At the UN, meanwhile, Kofi Annan interrupted his holiday to go to New York where he held a “media availability” on the crisis. Annan, who frequently registered his “horror” and sadness at the event, appealed to the “international community” for aid. Annan talked. The United States Navy said little but carried out scores of rescue operations and aid deliveries.
On March 11, 2011, an undersea megathrust earthquake erupted off the east coast of Tohoku, Japan. With a magnitude of about 9, it was the worst earthquake ever to hit Japan. It triggered a tsunami some 30 feet high which devastated coastal areas. As of this writing, 10,000 are reported dead (some reports estimate the final figure will climb to 100,000) and 500,000 have been displaced. Property damage is enormous. The disaster severely damaged several nuclear power stations in the prefecture of Fukushima. To date, engineers have been only partially successful in cooling the nuclear fuel and containing radiation.
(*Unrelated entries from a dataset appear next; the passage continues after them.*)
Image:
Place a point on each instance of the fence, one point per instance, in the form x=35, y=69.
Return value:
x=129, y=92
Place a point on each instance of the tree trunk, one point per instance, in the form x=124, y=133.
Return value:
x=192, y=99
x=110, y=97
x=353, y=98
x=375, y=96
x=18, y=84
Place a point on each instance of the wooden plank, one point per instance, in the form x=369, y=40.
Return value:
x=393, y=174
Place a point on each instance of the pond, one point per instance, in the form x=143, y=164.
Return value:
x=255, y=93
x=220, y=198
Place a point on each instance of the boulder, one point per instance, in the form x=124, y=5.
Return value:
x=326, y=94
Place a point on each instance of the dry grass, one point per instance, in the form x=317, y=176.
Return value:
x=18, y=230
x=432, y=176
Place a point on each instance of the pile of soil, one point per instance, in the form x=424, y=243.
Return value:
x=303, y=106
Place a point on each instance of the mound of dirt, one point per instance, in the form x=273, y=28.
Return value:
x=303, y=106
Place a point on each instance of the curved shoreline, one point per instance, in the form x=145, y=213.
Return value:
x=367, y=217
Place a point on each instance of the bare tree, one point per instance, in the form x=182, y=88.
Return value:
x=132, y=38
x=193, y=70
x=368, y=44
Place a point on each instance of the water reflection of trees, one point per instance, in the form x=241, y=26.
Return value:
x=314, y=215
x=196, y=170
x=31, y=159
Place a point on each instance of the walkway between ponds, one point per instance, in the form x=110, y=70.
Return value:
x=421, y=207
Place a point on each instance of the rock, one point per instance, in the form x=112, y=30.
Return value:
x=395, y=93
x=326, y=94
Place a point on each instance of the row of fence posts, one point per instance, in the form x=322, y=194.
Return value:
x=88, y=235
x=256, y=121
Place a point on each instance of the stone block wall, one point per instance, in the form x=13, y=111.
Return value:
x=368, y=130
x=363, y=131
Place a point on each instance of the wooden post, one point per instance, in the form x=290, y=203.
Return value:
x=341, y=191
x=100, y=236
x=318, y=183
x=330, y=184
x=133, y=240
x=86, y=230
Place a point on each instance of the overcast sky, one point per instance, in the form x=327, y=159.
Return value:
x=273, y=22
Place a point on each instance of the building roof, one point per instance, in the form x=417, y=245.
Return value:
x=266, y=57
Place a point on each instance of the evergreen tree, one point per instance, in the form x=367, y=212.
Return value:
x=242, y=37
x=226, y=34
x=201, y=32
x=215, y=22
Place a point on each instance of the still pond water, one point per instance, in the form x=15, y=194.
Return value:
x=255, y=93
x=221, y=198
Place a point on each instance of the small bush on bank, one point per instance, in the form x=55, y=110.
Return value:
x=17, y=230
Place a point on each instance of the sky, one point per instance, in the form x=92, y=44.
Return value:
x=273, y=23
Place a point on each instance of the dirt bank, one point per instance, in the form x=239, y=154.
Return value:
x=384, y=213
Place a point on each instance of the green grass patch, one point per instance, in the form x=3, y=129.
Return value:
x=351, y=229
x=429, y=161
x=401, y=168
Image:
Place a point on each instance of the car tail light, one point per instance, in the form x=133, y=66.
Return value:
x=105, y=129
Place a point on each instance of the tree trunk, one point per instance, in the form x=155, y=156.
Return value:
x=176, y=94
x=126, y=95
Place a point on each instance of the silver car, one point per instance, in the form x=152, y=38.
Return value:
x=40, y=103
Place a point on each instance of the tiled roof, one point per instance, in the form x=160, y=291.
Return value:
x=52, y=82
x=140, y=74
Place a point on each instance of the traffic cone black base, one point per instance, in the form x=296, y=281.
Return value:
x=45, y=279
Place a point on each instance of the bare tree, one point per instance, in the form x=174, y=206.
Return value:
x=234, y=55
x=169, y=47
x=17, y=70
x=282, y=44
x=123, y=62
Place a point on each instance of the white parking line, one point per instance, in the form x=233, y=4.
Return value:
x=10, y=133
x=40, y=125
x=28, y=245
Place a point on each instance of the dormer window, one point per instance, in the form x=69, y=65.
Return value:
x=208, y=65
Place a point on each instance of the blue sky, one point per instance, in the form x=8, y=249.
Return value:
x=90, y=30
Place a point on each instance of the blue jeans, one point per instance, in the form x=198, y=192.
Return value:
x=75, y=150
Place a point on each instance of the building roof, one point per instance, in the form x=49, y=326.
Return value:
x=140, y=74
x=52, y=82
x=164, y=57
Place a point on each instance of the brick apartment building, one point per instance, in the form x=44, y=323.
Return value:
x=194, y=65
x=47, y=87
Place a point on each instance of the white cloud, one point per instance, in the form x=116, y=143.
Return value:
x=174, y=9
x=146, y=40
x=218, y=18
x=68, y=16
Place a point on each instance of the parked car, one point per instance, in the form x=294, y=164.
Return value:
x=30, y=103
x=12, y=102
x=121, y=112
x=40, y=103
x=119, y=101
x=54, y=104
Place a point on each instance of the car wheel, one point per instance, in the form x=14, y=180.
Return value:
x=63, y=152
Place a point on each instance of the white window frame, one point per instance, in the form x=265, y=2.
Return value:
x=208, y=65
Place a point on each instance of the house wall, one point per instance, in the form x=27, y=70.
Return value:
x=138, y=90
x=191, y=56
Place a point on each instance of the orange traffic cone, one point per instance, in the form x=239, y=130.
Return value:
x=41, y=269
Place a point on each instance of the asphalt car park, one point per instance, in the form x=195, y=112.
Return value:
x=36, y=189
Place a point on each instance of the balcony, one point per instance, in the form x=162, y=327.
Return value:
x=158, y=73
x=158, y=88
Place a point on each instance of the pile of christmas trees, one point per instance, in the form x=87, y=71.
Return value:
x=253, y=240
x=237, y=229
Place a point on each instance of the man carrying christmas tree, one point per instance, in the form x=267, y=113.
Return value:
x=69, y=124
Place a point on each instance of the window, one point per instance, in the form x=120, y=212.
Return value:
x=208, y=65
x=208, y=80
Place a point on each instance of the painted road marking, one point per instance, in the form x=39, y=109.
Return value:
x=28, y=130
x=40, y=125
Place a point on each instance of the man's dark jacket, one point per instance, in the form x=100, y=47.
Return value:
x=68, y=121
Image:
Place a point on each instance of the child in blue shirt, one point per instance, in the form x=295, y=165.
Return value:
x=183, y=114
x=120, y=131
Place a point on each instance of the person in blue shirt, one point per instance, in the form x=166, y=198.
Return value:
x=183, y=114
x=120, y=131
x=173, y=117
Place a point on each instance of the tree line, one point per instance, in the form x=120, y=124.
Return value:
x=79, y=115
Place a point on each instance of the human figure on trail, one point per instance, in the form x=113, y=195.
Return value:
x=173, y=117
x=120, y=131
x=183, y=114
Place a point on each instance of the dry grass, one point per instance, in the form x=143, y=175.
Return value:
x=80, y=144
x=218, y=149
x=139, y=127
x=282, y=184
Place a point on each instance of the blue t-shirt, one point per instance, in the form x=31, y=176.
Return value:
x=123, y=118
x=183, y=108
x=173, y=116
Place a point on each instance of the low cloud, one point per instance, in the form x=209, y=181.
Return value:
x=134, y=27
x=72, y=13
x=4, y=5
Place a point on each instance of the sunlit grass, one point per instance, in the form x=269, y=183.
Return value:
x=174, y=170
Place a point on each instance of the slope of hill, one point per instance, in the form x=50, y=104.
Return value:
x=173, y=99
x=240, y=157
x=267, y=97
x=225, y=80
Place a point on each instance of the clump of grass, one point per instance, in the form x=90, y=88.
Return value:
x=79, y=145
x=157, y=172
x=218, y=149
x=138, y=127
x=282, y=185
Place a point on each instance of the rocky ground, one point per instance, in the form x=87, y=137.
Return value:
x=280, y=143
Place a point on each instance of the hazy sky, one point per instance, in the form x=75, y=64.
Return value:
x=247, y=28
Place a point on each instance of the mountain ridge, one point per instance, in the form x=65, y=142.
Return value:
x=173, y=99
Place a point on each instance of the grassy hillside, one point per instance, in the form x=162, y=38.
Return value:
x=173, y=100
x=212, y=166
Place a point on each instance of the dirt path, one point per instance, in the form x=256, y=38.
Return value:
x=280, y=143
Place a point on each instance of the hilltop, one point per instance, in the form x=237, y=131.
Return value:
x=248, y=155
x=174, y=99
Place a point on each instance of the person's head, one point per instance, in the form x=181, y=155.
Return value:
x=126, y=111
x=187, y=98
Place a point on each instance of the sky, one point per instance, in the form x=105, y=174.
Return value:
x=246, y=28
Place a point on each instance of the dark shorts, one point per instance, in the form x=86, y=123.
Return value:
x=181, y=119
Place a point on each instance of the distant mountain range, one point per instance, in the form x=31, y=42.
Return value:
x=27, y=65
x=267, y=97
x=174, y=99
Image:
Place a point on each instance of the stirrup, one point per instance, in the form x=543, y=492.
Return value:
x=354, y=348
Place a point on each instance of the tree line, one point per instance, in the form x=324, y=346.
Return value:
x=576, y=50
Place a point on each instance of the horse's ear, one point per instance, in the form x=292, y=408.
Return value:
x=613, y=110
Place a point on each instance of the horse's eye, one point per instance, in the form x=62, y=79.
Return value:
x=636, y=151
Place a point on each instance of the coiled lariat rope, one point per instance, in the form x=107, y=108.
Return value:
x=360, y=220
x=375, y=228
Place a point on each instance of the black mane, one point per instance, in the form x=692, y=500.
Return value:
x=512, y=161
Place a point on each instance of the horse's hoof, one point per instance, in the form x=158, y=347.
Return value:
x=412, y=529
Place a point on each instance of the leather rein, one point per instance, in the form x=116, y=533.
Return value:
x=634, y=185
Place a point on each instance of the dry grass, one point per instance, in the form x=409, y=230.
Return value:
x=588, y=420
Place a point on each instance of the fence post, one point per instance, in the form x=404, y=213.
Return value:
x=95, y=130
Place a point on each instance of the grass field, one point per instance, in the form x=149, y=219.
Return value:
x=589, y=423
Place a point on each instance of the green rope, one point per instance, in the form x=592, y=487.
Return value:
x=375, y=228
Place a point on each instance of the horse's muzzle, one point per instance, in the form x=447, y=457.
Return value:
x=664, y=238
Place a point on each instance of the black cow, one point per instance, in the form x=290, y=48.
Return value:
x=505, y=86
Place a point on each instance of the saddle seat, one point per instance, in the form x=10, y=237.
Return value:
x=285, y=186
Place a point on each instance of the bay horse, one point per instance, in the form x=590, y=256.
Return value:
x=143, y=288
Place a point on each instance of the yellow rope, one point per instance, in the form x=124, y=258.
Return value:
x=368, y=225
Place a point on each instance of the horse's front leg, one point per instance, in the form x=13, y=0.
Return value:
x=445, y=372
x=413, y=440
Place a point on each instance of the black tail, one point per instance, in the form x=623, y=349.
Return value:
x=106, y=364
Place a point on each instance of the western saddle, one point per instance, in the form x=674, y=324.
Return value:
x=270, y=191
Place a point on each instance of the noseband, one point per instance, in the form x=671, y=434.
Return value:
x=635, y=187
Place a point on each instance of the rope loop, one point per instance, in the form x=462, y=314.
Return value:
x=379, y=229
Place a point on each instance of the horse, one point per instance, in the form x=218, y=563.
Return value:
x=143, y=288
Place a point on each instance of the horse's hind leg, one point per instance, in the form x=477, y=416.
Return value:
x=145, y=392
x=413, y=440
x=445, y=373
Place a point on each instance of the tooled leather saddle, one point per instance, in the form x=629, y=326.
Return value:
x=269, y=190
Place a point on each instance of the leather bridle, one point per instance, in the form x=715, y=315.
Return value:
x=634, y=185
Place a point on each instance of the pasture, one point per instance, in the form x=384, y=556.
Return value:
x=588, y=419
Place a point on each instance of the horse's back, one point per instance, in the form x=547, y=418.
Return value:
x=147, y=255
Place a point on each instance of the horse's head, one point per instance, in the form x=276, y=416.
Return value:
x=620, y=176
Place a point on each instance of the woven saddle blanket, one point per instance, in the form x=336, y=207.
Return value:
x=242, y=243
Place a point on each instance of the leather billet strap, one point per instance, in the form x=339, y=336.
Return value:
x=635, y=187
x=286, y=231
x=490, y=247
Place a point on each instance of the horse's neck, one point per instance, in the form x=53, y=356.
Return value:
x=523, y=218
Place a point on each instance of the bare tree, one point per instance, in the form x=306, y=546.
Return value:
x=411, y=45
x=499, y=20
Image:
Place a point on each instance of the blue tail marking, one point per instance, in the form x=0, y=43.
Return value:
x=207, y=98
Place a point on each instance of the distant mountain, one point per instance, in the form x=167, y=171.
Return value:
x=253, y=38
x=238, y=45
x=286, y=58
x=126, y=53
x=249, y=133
Within hours of the disaster, President Barack Hussein Obama … went golfing. Later, he had dinner with admirers from the liberal media. The next day, he outlined his predictions about who would win this year’s men’s and women’s basketball tournaments.
At Powerline, John Hinderaker — citing a story from the Daily Mail — quotes an associate professor at Chiba University:
I think the death toll is going to be closer to 100,000 than 10,000. Where is the sense of urgency? We need somebody to take charge. We’ve had an earthquake followed by fire, then a tsunami, then radiation, and now snow. It’s everything. There is nothing left. The world needs to step in. Where are the Americans? The Japanese are too proud to ask, but we need help and we need it now.
“Where are the Americans?” That’s the sixty-four-dollar question. Chaos in Egypt: “Where are the Americans?” Gaddafi in Libya: “Where are the Americans?” Devastation in Japan: “Where are the Americans?” I am in London for a few days. At a dinner party last night, that was once again the question: “Where are the Americans?” On Tuesday, U.S. debt jumped $72 billion — in one day. What are the Americans doing about it? President Obama’s secretary of the Treasury insisted that Congress raise the debt limit so that the government could borrow more. “Where are the Americans?” President Obama has managed the impossible-seeming feat of making a president of France appear decisive and effective. Nicolas Sarkozy was the first Western leader to recognize the Libyan opposition. “Where are the Americans?”
Many months ago, I wondered in this space whether Obama’s behavior betokened incompetence or malevolence (noting, however, that the “or” need not be exclusive: he might be both incompetent and malevolent). On the domestic front, Obama’s activity is marked by arrogance, self-absorption, and policies that increase the power of government at the expense of local or individual initiative. In foreign affairs, his behavior is marked by contempt for America and moral paralysis.
“Weakness, incoherence, drift, indecision,” observes John Hinderaker, are “the hallmarks of the Obama administration.” The community organizer and junior senator is simply out of his depth.
Obama had not been in office long before comparisons with Jimmy “misery index” Carter began cropping up. We now know that a reprise of that disastrous administration would be, as Glenn Reynolds has frequently observed, the best-case scenario. “Where are the Americans?” Conrad Black had the best analogy: looking for Obama is like the children’s game “Where’s Waldo?” The difference is that when your little one actually finds the dopey-looking fellow with the striped shirt, spectacles, and sock-like hat, he’s won the game. The philosopher Rudolf Carnap used to make fun of Heidegger for treating the word “nothing” as a transitive verb: “das Nichts nichtet (nothing noths),” he was fond of saying. “Nothing,” that is to say, begets vacancy. Carnap thought it was nonsense. Barack Obama shows that it is brute political reality. Barack Obama: President Nothing.